Talk to your friends and family to narrow down the list of potential agents. 42% of real estate transactions are handled through referrals, and most of us know at least one or two people who are involved in real estate.

Choose people you know, trust and most importantly, enjoy working with, to find the right referrals. Most people keep company with others who are like them, so if you are relying on your pushy but successful uncle to find your agent, you may find yourself working with a pushy agent.

During the interview:

Ask lots of questions about how they arrived at their numbers. One of the easiest ways for an agent to lock down a listing is by simply overinflating the price at which the home could sell. However, because an agent says so does not mean the market will agree. Make sure they can tell you exactly what factors contributed to their pricing estimate.

Be suspicious if you are wildly surprised by how much you are told your home is worth. High or low, again, it’s critical to know exactly what factors were involved in your estimate.
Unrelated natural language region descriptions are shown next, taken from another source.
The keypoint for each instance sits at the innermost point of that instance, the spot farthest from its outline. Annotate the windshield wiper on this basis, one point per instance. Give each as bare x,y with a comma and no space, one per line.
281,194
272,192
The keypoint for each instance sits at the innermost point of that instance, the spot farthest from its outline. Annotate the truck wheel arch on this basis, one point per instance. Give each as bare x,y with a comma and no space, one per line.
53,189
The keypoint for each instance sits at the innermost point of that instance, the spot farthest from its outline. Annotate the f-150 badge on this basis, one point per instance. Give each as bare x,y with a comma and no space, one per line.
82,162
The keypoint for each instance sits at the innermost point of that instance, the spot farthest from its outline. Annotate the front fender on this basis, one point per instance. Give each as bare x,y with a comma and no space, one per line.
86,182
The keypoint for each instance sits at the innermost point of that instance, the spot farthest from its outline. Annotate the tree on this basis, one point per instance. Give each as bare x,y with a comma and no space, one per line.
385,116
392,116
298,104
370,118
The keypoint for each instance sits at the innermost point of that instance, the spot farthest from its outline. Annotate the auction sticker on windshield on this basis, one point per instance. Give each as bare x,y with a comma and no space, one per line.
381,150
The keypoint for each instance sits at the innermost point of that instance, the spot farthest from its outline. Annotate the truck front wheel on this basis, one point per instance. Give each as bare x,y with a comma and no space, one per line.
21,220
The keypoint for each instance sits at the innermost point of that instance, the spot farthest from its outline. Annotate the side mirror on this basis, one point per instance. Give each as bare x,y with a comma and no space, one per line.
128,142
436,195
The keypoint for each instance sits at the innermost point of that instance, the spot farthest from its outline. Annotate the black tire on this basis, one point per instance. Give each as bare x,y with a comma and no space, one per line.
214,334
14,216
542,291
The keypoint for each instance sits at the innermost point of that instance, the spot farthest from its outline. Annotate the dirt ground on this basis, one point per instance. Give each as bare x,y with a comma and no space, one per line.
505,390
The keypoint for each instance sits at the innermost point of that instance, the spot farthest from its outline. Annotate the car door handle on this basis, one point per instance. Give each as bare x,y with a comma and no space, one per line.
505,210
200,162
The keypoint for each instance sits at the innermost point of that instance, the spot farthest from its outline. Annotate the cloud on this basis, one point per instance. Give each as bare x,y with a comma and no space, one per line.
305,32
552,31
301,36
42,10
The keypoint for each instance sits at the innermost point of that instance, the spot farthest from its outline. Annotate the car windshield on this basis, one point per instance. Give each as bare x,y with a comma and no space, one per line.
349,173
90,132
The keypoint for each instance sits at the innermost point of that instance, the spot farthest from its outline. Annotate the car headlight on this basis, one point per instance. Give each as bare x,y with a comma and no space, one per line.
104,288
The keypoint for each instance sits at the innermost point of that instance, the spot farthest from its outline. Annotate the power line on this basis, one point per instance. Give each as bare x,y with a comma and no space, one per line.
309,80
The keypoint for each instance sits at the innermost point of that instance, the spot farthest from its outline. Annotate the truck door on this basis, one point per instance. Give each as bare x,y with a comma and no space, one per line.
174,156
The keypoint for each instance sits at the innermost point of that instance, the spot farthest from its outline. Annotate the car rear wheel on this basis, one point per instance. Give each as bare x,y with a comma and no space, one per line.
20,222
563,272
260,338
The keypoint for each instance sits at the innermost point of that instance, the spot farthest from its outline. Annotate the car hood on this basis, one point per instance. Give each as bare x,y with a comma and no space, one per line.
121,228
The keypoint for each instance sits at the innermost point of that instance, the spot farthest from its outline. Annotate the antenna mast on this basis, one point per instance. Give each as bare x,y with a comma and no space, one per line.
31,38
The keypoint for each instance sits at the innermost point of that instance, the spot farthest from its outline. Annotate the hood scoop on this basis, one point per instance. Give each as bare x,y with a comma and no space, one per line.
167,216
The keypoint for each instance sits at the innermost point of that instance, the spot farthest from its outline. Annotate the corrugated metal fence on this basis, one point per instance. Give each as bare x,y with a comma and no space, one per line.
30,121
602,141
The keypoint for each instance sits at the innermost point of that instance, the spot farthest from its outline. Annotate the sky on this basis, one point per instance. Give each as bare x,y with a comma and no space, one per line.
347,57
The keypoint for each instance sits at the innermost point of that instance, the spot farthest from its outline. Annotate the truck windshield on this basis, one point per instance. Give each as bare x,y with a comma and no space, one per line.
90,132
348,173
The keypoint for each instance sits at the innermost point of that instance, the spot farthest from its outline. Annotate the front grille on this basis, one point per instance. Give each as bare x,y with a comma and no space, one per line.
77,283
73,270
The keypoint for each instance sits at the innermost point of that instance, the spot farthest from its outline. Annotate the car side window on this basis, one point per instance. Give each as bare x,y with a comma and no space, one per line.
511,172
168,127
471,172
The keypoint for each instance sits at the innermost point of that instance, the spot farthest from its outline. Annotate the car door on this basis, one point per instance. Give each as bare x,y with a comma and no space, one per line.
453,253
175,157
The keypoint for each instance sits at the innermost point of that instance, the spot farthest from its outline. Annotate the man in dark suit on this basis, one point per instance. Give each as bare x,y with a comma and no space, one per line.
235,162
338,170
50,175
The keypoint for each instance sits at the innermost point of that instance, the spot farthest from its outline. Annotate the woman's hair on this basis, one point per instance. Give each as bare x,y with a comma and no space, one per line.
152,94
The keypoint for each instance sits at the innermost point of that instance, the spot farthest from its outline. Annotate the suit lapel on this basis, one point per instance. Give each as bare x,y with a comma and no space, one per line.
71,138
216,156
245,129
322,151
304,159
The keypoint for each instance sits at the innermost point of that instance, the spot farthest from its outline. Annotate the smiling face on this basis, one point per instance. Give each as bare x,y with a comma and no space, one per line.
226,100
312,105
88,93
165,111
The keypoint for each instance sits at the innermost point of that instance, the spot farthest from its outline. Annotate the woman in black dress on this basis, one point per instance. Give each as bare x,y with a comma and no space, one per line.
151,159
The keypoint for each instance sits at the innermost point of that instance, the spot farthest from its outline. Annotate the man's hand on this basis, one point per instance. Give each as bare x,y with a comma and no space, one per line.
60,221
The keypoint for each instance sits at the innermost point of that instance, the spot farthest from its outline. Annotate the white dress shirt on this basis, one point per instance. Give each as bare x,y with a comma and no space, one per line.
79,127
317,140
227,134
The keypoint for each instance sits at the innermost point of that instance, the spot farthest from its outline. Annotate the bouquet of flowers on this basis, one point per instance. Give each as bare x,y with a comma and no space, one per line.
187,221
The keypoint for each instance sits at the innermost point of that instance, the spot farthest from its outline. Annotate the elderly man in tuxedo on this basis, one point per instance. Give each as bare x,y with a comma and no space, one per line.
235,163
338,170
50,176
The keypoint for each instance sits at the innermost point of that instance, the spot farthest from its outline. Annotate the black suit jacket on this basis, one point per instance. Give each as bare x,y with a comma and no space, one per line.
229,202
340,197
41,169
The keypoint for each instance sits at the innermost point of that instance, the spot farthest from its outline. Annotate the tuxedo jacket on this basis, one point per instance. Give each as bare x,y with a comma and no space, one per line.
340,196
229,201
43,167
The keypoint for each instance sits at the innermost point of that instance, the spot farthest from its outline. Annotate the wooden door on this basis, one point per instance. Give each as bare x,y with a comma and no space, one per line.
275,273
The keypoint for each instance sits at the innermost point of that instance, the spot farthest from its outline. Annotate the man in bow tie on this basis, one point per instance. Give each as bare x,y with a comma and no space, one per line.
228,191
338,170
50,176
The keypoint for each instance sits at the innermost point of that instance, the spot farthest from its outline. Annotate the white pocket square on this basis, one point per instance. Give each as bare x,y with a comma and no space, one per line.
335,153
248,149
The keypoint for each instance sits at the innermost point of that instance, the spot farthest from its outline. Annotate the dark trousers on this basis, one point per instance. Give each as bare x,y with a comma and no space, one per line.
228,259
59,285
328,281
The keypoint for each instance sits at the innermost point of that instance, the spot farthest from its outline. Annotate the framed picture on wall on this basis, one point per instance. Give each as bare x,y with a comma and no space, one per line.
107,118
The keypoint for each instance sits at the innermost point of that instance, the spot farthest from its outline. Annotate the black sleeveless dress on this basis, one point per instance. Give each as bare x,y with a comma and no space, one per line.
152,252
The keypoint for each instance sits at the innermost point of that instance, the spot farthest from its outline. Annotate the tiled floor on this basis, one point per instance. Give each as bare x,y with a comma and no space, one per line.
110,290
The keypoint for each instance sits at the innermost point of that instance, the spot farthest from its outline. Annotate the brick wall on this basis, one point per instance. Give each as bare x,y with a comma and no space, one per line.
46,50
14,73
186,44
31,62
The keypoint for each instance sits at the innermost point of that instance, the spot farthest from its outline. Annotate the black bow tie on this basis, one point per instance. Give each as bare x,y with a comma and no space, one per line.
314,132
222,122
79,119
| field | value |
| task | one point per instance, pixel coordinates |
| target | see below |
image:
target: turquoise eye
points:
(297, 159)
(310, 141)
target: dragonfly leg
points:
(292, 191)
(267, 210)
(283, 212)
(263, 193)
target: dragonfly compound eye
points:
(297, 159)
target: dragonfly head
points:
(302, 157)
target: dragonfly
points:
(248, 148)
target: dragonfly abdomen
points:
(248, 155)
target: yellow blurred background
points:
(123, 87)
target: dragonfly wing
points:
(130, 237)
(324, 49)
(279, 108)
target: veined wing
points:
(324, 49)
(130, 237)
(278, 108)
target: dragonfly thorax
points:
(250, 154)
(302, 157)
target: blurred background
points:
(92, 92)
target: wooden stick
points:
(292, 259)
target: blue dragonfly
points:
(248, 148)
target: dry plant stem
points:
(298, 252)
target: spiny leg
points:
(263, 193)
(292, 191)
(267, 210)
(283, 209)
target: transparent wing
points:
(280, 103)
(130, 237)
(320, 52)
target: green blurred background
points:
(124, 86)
There are many different ways to provide a market analysis; make sure your agent is using methods that make sense to you, because chances are, if they don’t make sense to you, they won’t make sense to the market or to the appraisers either, giving you greater odds that your closing will be at risk.

Get a solid grasp on their marketing plan for your home. There are many routes to take; if you feel they are missing an important avenue, ask about it. It could be that your market has greater success with some methods over others, or it could be that an agent is trying to cut corners to maximize profit. Either way, the interview is the time to clearly set your expectations to ensure a smooth and positive transaction for all parties.

Ask about the agent’s experience. It’s not necessarily a deal-breaker if your agent is newer to the industry (full disclosure – this is coming from me, a REALTOR® for just over 3 months), but it could be an issue if they don’t have a solid plan in place to work with more experienced agents to ensure you are in the best possible hands. Alternately, you may want to be wary of the agent who has been in the business for years but has no recent sales/listings to point towards. Above all else, ensure that the person you ultimately choose has the time and the ability to manage your listing.

Set up a communication plan. If you wish to be notified each time an inquiry comes in on your home, specify this up front. Or, if you’d prefer a synopsis twice a week, make sure you get your agent to agree. Be clear about your expectations during the interview and you will erase a great deal of stress from the sale right away.

Finally, take the time to investigate any claims made during the interview. If an agent states that their marketing strategy relies on a Twitter following of 1000+, take a look at their Twitter feed to see how many posts they make, how many followers they have, and whether people are engaging with the content. If print marketing is a big part of their strategy, ask to see samples of their ads. You want to be sure their style matches with the buyers you are looking to attract.

Having the right person for the job helps your home sell faster, and at the best possible price. Mastering the interview doesn’t have to be difficult. By following these steps, you’re ultimately protecting yourself from a six-month listing with an agent who may not be your home’s best match.